The Peking duck arrived and both men halted the conversation until the waiter distributed the pancakes, spring onions, skin, sauce, and duck meat. Even when the waiter departed, Ruikai did not answer. He carefully stuffed a pancake and then looked up at Rubenstein. “Without revealing my sources and methods, Sol, I might have reported that many senior officials of your government have the belief that China is somehow involved in the bombings this week. They are, of course, wrong. Perhaps I have told Beijing that the Pentagon has been tasked to develop retaliation options. And that POTUS will ask the television networks for time on Monday night.”
Now it was Rubenstein who took his time carefully assembling his duck package. Then he smiled across the table. “Without commenting on the accuracy of what you might have reported, tell me why Wu thinks that in the middle of all of this, I should spend a week dragging my raggedy ass to Beijing?”
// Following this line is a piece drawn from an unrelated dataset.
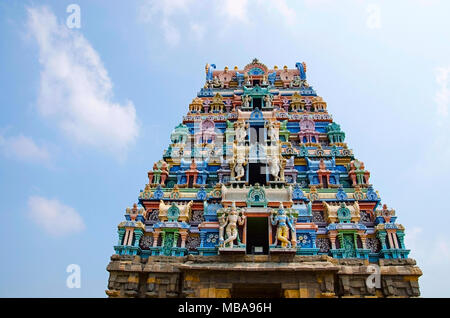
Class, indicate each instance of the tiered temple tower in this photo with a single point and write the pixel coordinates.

Ruikai sat back in the boot
h and took a large gulp of the Sam Adams. “Here is where I can only speculate. You know that Wu is very close personally to our President. He may or may not be speaking for him. There may be a deal, which Wu cannot put in writing yet. Our President may not want to seek approval for a plan only to have your side reject it. But, Sol, I am guessing. All I do know is that my instructions were, first, to tell you that you could leave tomorrow and be back on Sunday on the nonstop to Hong Kong. Wu will meet you there. You will be the only one in the first-class cabin on the flight out of Dulles. Second, I was to meet you here, at the Yin Ching Palace. I don’t know why this place—it’s not very trendy.”
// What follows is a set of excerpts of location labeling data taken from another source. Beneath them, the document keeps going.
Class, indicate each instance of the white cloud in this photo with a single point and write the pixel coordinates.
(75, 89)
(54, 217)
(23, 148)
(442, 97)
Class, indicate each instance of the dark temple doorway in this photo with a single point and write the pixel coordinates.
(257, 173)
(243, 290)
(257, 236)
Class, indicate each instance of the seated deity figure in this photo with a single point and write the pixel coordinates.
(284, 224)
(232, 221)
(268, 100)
Sol Rubenstein did not reply. Ruikai saw Sol’s eyes focus in the middle distance. Then he said slowly, “I don’t think Wu has a flair for the melodramatic, Shen, do you?” Shen Ruikai shook his head.
Rubenstein signaled for a waiter. “Menu, please.” Ruikai looked puzzled. Sol accepted the menu, turned it over, and handed it to Ruikai, his finger pointing to a box on the back cover. It read:
The Yin Ching Palace was the location of secret talks that led to the peaceful conclusion of the Cuban Missile Crisis in October 1962. A KGB officer met with ABC News television reporter John Scali and passed along a back-channel message from Soviet Chairman Khrushchev. Nuclear war between the United states and the Soviet Union was averted.
Rubenstein stood up to leave and placed his Nationals cap back on. “Tell Wu I will see him in Hong Kong on Saturday. Call my assistant with the travel details, but I must be back Sunday.”